The cost of private mortgage insurance will vary depending on several factors but it is possible to estimate the monthly cost. Each lender has their own chart that details their rate that can range from 0.20% to 1.50% of the balance of the original loan, based on credit score, down payment and loan term.

Steps to calculating PMI:

First find the loan-to-value (LTV) ratio by dividing the amount of the loan by the value of the house. If the house is valued at $300,000 and the down payment is $30,000, the loan will be $270,000. $270,000/$300,000=.9.

Multiply by 100 to get the percent .9X100 = 90%.

If the PMI table shows a rate of .70%, then the yearly premium is $1890 or the monthly payment is $157.50. Contact your local lending institution to find their PMI rates.

PMI doesn't change as the outstanding balance changes and information should be clearly detailed in a disclosure at closing.

Cancelling PMI

The federal Homeowner’s Protection Act states that the lender must remove private mortgage insurance once a borrower has 22% equity as long as there are no missed payments in the last 12 months and the loan wasn’t deemed “high risk”. The date should be given in writing in a PMI disclosure form with the mortgage. The Homeowners Protection act also allows the borrower to request that their lender remove the PMI once they have 20% equity in their home under the same circumstances. Regardless of missed payments, it is cancelled automatically after 15 years on a 30-year loan.

It is also possible to cancel private mortgage insurance if the value of the home increases. That value is automatically added to the equity and may push the value over the 20% requirement, although the burden of proof is on the homeowner. Borrowers should weigh the potential savings against the cost of a home appraisal.

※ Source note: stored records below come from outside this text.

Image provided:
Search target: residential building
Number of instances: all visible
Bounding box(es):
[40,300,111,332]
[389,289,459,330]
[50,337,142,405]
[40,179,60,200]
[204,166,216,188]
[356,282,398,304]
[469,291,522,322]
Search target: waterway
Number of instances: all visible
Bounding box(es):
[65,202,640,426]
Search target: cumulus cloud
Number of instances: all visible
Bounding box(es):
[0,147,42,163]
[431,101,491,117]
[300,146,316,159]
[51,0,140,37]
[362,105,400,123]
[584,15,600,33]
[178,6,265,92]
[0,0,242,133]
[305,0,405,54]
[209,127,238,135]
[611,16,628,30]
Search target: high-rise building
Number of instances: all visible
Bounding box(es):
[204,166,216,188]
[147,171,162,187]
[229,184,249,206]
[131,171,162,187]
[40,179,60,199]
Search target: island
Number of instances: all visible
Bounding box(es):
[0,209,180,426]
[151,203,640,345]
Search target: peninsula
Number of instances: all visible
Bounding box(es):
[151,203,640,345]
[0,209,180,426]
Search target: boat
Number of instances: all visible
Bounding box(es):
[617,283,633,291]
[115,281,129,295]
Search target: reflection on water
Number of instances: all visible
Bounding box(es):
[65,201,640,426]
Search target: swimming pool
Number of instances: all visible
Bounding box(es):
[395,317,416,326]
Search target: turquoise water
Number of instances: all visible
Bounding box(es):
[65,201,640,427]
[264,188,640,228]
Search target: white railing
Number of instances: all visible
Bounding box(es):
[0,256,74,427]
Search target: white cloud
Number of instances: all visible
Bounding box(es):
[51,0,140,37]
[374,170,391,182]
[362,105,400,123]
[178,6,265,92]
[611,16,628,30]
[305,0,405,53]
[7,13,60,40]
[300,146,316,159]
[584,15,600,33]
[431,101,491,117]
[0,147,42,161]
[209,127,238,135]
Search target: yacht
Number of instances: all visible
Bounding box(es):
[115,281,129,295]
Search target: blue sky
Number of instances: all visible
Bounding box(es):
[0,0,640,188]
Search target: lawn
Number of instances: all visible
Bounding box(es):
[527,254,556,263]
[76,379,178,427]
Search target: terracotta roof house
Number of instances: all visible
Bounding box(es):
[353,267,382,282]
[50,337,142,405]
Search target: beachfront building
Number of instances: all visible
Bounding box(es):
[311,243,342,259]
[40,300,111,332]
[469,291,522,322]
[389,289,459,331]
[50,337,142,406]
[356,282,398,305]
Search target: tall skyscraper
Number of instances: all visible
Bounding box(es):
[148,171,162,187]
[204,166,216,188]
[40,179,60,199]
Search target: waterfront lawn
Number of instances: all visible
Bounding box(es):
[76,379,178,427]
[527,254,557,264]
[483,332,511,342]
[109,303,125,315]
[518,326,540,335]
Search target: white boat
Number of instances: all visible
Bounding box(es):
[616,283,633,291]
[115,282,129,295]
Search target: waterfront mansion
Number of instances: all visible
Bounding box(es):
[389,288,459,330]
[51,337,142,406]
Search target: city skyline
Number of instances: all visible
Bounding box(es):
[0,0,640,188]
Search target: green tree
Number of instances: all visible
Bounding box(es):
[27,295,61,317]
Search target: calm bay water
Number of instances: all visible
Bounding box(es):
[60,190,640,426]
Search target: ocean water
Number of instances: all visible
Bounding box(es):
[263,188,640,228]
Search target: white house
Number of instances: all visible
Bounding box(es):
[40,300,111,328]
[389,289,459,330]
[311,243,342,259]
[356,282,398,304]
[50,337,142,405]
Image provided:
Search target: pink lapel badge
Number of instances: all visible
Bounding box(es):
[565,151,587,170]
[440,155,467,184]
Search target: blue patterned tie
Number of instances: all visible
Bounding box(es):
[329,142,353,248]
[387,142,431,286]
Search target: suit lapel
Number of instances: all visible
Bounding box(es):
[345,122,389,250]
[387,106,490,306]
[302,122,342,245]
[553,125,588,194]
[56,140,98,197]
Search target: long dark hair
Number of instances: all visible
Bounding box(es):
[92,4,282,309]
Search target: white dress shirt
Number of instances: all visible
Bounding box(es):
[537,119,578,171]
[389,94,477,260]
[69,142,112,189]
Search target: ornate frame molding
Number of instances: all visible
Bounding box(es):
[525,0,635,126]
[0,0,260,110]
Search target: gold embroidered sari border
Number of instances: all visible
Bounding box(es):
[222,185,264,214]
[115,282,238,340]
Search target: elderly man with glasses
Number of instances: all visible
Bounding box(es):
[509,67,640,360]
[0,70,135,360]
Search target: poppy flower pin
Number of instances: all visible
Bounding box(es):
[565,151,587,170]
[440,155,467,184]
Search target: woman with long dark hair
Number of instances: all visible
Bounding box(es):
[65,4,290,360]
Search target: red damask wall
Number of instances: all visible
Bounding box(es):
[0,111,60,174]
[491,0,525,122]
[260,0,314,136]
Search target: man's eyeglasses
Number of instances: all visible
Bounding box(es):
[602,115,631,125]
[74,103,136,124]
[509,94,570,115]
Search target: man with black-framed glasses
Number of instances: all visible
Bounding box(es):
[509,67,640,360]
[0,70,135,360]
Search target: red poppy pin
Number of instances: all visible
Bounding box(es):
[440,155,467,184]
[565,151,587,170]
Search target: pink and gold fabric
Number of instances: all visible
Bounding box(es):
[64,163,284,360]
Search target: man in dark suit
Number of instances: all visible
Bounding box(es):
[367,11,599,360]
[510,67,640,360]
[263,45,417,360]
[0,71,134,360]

The approximate timeline for automatic PMI cancellation:

Number of Years to 22% Equity In a Home (for 5%, 10% and 15% down payment)
Interest Rate 15 Year Mortgage 30 Year Mortgage
  5% 10% 15% 5% 10% 15%
3% 3 2.5 1 7.5 6 4
4% 3.5 2.5 1.5 8.5 6.5 4.5
5% 3.5 2.5 1.5 9.5 7.5 5
6% 4 3 2 10.5 8.5 5.5
7% 4 3.5 2 11.5 9 6.5
8% 4.5 3.5 2.5 12 10 7
9% 4.5 3.5 2.5 13.5 11 8
10% 5 3.5 2.5 14 12 9

Steps to Follow to Cancel Private Mortgage Insurance:

  • The request must be made in writing.
  • The loan must be current, with a good payment history.
  • The lender may require the borrower to certify that there are no other liens (such as a second mortgage) on the home.
  • The lender can also require the borrower to provide evidence (for example, an appraisal) that the value of the property hasn’t declined below the value the initial purchase price. If the value of the home has decreased, the bank may not cancel PMI.